Я делаю над собой усилие, чтобы взять себя в руки и сосредоточиться, но мои мысли упорно возвращаются к лежащему в кармане блокноту. Он жжет мне кожу и манит к себе своими тайнами.
Я сам не свой.
Мои мысли опутаны словами, которые мне не принадлежат. Я делаю резкий вдох, чтобы сбросить висящую перед глазами пелену, и сжимаю и разжимаю кулак.
— Сектор 45! — обращаюсь я к застывшим солдатам, говоря прямо в сетку микрофона.
Они одновременно делают резкое движение, опустив левую руку и прижав стиснутый кулак правой к груди.
— Сегодня я решил уведомить вас о нескольких недавних событиях, — продолжаю я. — Результат одного из них вы все видите.
Я показываю на свою раненую руку. Внимательно вглядываюсь в их слишком уж бесстрастные лица.
Я вижу их подлые мысли как на ладони.
Они считают меня кем-то вроде безумного ребенка. В них нет ни уважения ко мне, ни верности. Они огорчены тем, что я стою перед ними. Они испытывают злобу и даже отвращение, оттого что моя рана оказалась не смертельной.
Но они смертельно боятся меня.
И это все, что мне требуется.
— Я был ранен, — объявляю я, — во время преследования двух перебежчиков. Рядовые Адам Кент и Кенджи Кисимото спланировали побег с целью похищения Джульетты Феррарс, недавно переведенной в Сектор 45 и представляющей для нас чрезвычайную ценность. Они обвиняются в незаконном захвате и удержании мисс Феррарс. Однако, что куда более важно, они признаны виновными в измене Оздоровлению. При обнаружении они будут немедленно уничтожены.

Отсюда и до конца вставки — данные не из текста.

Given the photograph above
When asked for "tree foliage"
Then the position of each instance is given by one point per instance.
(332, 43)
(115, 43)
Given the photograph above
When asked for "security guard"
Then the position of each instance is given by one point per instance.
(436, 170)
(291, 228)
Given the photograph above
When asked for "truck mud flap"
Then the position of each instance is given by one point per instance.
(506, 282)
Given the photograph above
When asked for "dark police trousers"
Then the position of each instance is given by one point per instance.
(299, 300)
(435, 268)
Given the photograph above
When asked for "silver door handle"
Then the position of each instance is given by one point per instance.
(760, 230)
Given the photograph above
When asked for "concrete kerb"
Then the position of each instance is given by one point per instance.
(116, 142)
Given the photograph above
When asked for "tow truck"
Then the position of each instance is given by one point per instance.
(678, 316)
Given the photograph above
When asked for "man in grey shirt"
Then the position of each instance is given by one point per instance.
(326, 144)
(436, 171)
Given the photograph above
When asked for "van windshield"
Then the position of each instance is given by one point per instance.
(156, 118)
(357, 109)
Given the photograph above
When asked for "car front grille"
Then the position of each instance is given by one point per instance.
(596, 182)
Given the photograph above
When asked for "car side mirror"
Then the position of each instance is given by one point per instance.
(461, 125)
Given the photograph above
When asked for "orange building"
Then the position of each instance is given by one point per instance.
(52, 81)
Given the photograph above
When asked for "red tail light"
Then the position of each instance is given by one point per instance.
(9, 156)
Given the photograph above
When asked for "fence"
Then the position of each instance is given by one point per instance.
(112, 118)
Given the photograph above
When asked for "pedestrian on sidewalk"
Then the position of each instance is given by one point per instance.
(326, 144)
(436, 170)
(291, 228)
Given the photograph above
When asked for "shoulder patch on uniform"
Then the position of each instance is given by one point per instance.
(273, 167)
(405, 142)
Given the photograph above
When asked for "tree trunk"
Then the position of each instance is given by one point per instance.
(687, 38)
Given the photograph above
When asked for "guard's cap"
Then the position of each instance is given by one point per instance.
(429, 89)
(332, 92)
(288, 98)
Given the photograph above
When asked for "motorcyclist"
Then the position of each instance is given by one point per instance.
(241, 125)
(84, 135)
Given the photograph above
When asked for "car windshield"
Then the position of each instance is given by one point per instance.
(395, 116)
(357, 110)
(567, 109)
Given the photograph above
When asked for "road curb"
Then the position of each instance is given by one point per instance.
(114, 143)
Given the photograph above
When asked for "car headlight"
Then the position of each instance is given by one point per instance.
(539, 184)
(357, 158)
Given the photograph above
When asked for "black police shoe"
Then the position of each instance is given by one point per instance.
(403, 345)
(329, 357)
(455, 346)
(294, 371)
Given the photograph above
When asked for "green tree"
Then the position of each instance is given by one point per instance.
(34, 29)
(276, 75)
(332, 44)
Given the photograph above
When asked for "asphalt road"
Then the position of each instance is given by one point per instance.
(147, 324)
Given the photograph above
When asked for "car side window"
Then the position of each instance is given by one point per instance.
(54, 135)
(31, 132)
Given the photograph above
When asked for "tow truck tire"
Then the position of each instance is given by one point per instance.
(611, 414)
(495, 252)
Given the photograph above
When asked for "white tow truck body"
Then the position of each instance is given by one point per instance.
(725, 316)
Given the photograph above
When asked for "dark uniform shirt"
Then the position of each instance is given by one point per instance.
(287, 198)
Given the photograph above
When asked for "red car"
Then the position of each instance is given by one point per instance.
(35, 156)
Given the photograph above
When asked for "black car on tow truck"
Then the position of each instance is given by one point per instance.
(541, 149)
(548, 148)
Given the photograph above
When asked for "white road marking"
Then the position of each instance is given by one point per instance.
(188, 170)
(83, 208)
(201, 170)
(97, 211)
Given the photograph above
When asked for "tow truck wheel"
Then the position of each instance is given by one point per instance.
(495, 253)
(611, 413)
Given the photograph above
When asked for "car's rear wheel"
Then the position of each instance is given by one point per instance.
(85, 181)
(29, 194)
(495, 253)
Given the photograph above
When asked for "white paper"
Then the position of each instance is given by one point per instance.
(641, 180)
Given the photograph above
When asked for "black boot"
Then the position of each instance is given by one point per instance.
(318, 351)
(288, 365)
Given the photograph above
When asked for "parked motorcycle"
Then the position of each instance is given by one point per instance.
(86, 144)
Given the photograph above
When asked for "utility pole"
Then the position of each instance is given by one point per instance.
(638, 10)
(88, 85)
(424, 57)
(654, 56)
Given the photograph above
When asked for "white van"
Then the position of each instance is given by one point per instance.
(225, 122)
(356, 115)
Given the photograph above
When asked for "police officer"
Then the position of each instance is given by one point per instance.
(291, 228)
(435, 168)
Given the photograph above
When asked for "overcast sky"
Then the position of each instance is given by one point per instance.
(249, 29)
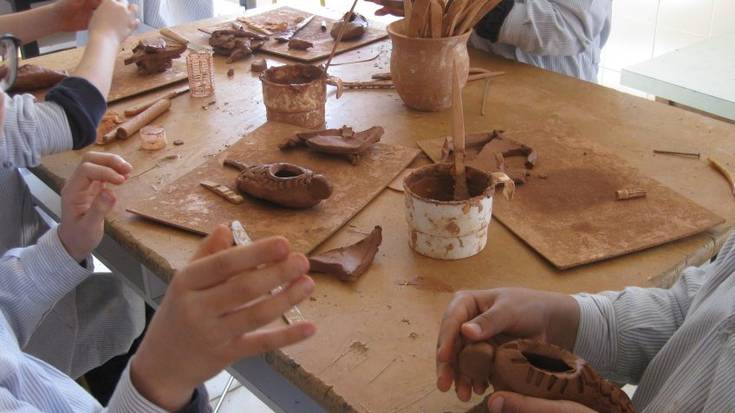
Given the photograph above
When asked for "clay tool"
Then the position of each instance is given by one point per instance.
(719, 166)
(694, 155)
(289, 34)
(134, 124)
(341, 33)
(458, 133)
(633, 193)
(134, 110)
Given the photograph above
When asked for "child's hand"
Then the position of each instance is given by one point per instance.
(74, 15)
(214, 314)
(114, 19)
(85, 201)
(500, 314)
(507, 402)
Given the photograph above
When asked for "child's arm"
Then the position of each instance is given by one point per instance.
(62, 15)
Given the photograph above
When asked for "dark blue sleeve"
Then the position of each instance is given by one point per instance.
(84, 106)
(489, 26)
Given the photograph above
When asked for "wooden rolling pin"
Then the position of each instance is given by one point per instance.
(134, 124)
(132, 111)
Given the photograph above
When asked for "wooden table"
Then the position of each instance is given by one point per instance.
(398, 323)
(700, 76)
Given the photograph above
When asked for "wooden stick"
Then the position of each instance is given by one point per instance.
(458, 134)
(134, 124)
(341, 33)
(134, 110)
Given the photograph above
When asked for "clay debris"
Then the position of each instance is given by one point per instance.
(541, 370)
(32, 77)
(283, 184)
(343, 142)
(236, 44)
(155, 55)
(355, 26)
(350, 262)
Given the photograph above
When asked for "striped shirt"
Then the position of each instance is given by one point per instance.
(677, 344)
(564, 36)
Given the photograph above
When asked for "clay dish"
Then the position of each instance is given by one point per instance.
(542, 370)
(356, 27)
(284, 184)
(31, 77)
(349, 263)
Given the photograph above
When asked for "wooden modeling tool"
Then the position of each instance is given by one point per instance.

Я еще раз убеждаюсь в том, что ужас — одно из наиболее ярко проявляющихся чувств. Даже на каменном лице солдата.
— Во-вторых, — продолжаю я, на сей раз чуть медленнее, — с целью стабилизации обстановки в Секторе 45, предотвращения волнений среди гражданского населения и для нейтрализации последствий недавних происшествий к нам на базу прибыл Верховный главнокомандующий Оздоровления. Это произошло, — обращаюсь я к ним, — почти тридцать шесть часов назад.